The power and poise of a 20th century cultural icon is brought to brilliant life by Apphia Campbell in Black is the Color of My Voice, a deeply moving mix of music and theatre. Intelligent narrative choices and a resonant performance from an exceptional talent make for a dazzling exploration of the life and times of the prodigiously talented and often troubled musician, Nina Simone.
The power and poise of a 20th century cultural icon is brought to brilliant life by Apphia Campbell
Campbell, who also wrote the play, has elected to avoid a straight retelling of the story of Simone. The audience is presented not with Nina, but with Mena Bordeaux, a woman alone in a stripped down room conducting a one way conversation with her late father. It’s a deft artistic sidestep, allowing Campbell to “free the actress to use her voice in its most authentic and powerful state” and escape the pressure of trying to impersonate the unique.
Bordeaux is the lens through which the life of a musical genius is explored, and like her real-world counterpart she leads an existence which is sometimes sweet but all too often bitter. As she continues her unrequited conversation, formative events from her life are explored in words and song. There is the innocent joy of a child prodigy embracing music, and the sweet sorrow which lingers after young love fades.
There’s also fear and anger, with domestic abuse and the grinding oppression of racism injecting fear and anger into the life of a young woman growing up in a deeply divided and febrile America.
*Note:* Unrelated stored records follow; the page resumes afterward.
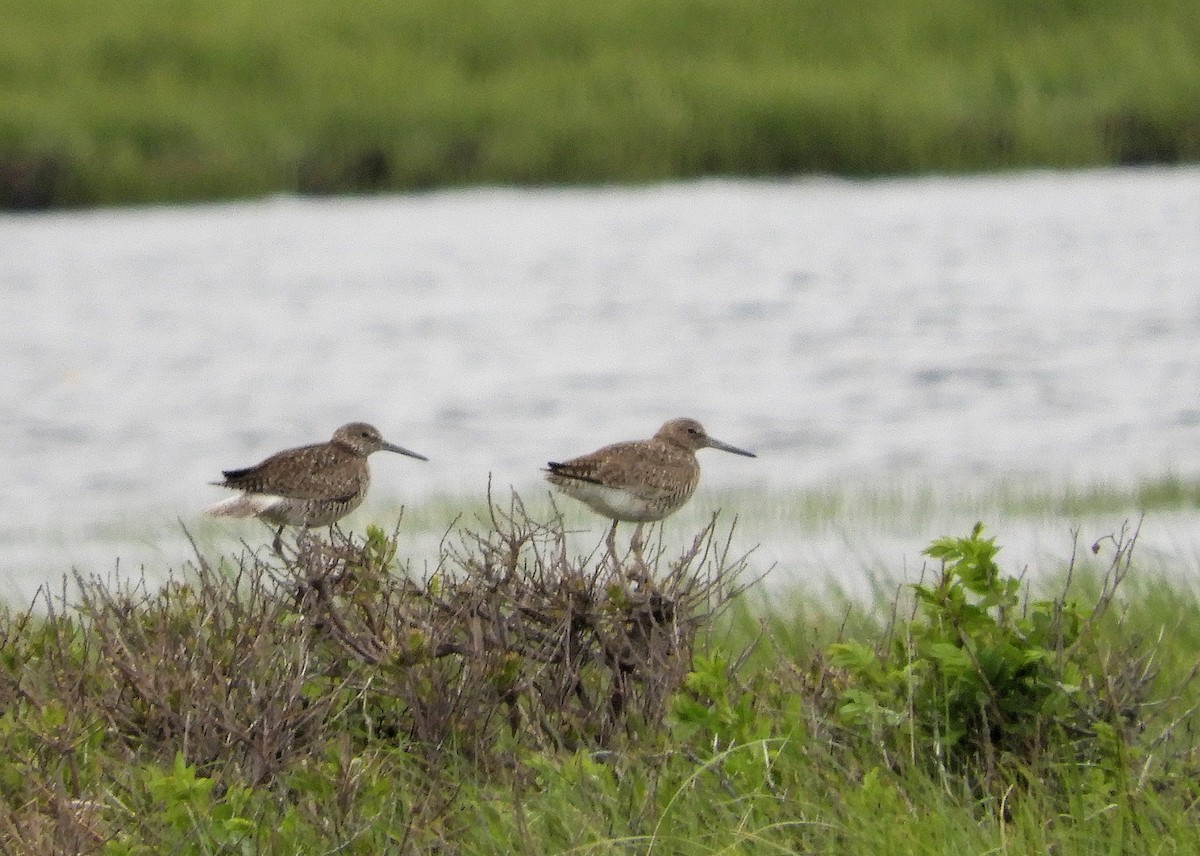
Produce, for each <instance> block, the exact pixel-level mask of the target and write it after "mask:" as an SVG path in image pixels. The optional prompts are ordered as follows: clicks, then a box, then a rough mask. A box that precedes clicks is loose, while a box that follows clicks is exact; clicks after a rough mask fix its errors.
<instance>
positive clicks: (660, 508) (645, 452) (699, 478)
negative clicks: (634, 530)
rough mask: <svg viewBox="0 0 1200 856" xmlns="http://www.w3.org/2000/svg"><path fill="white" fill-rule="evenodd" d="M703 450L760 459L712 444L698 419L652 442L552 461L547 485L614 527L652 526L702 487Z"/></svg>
mask: <svg viewBox="0 0 1200 856" xmlns="http://www.w3.org/2000/svg"><path fill="white" fill-rule="evenodd" d="M704 448H713V449H721V450H722V451H731V453H733V454H736V455H745V456H748V457H754V456H755V455H754V454H751V453H749V451H745V450H744V449H738V448H737V447H732V445H730V444H727V443H722V442H721V441H718V439H713V438H712V437H709V436H708V433H707V432H706V431H704V429H703V426H702V425H701V424H700V423H697V421H696V420H695V419H672V420H671V421H668V423H666V424H665V425H664V426H662V427H660V429H659V430H658V432H656V433H655V435H654V436H653V437H652V438H649V439H637V441H631V442H626V443H613V444H612V445H606V447H604V448H602V449H598V450H596V451H593V453H590V454H588V455H581V456H580V457H572V459H571V460H569V461H563V462H557V461H551V462H550V463H548V466H547V471H546V479H547V480H548V481H550V483H551V484H552V485H554V486H556V487H557V489H558V490H560V491H562V492H563V493H566V495H568V496H570V497H572V498H575V499H578V501H580V502H582V503H584V504H587V505H588V507H589V508H590V509H592V510H594V511H596V513H598V514H601V515H604V516H605V517H608V519H610V520H612V521H613V522H614V523H616V522H617V521H624V522H635V523H647V522H652V521H655V520H662V519H664V517H666V516H668V515H671V514H673V513H674V511H677V510H679V509H680V508H683V505H684V504H685V503H686V502H688V499H690V498H691V495H692V493H694V492H695V490H696V485H697V484H698V483H700V462H698V461H697V460H696V451H697V450H698V449H704Z"/></svg>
Though the violence of individuals and society weigh heavy on Bordeaux she meets every challenge with irrepressible artistic power. A litany of harrowing moments are processed and balanced by songs tracing the well-worn path from Gospel to Blues via a far less trodden diversion through classical music. These songs are performed expertly by Campbell who shows tremendous control and versatility in her singing.
By the end of the play, the many sorrows of Mena’s life are redeemed spiritually and artistically through music, with a powerful rendition of Feeling Good. It’s a powerful denouement, even if it can’t completely dispel the righteous anger which much of the rest of this excellent drama inspires.